In July 2018 (when we first published this piece), there was a minor uproar when Kardashian scion Kylie Jenner, who is all of 21, appeared on the cover of Forbes’s 60 richest self-made women issue. As many people pointed out, Jenner’s success would have been impossible if she hadn’t been born white, healthy, rich, and famous. She built a successful cosmetics company — now valued at $900 million, according to Forbes — not just with hard work but on a towering foundation of good luck.
Around the same time, there was another minor uproar when Refinery29 published “A Week in New York City on $25/Hour,” an online diary by someone whose rent and bills are paid for by her parents. It turns out $25 an hour goes a lot further if you have no expenses!
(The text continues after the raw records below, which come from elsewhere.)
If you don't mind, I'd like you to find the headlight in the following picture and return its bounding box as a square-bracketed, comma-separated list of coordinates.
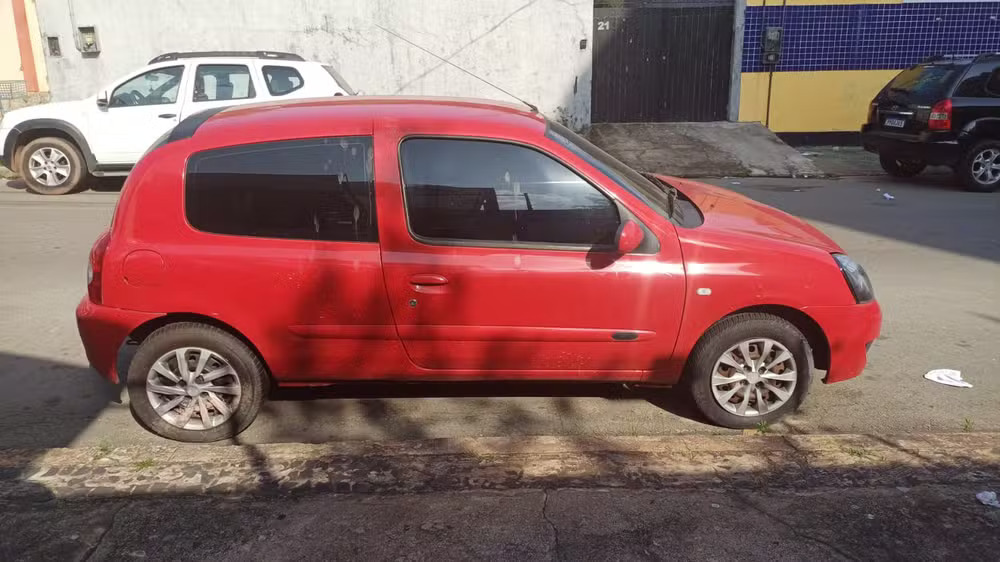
[833, 254, 874, 303]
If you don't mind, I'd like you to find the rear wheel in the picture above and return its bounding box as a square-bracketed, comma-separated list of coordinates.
[879, 153, 926, 178]
[959, 140, 1000, 192]
[18, 137, 86, 195]
[686, 314, 812, 429]
[127, 323, 266, 442]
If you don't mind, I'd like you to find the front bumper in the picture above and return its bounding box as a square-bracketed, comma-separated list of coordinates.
[0, 126, 11, 170]
[804, 301, 882, 384]
[860, 126, 962, 166]
[76, 296, 162, 383]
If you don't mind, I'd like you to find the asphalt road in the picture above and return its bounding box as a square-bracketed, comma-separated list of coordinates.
[0, 173, 998, 448]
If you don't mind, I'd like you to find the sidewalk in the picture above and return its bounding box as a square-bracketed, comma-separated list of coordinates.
[2, 433, 999, 560]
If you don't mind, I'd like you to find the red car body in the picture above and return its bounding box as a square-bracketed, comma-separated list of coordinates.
[77, 98, 880, 397]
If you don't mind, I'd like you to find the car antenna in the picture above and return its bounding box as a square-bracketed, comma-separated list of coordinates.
[375, 24, 539, 114]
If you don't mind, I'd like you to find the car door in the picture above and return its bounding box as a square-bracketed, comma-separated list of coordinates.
[179, 134, 407, 381]
[89, 64, 188, 164]
[180, 62, 262, 119]
[377, 133, 686, 378]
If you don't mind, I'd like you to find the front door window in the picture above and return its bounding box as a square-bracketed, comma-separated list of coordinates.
[109, 66, 184, 107]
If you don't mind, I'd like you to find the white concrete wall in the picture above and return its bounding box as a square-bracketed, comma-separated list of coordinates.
[34, 0, 593, 128]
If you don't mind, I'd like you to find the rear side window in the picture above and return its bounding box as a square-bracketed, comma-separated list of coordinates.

These episodes illustrate what seems to be one of the enduring themes of our age: socially dominant groups, recipients of myriad unearned advantages, willfully refusing to acknowledge them, despite persistent efforts from socially disadvantaged groups. This is not a new theme, of course — it waxes and wanes with circumstance — but after a multi-decade rise in inequality, it has come roaring back to the fore.
Of course, socially dominant groups have every incentive to ignore luck. And they have found a patron saint in President Trump, who once claimed, “My father gave me a very small loan in 1975, and I built it into a company that’s worth many, many billions of dollars.”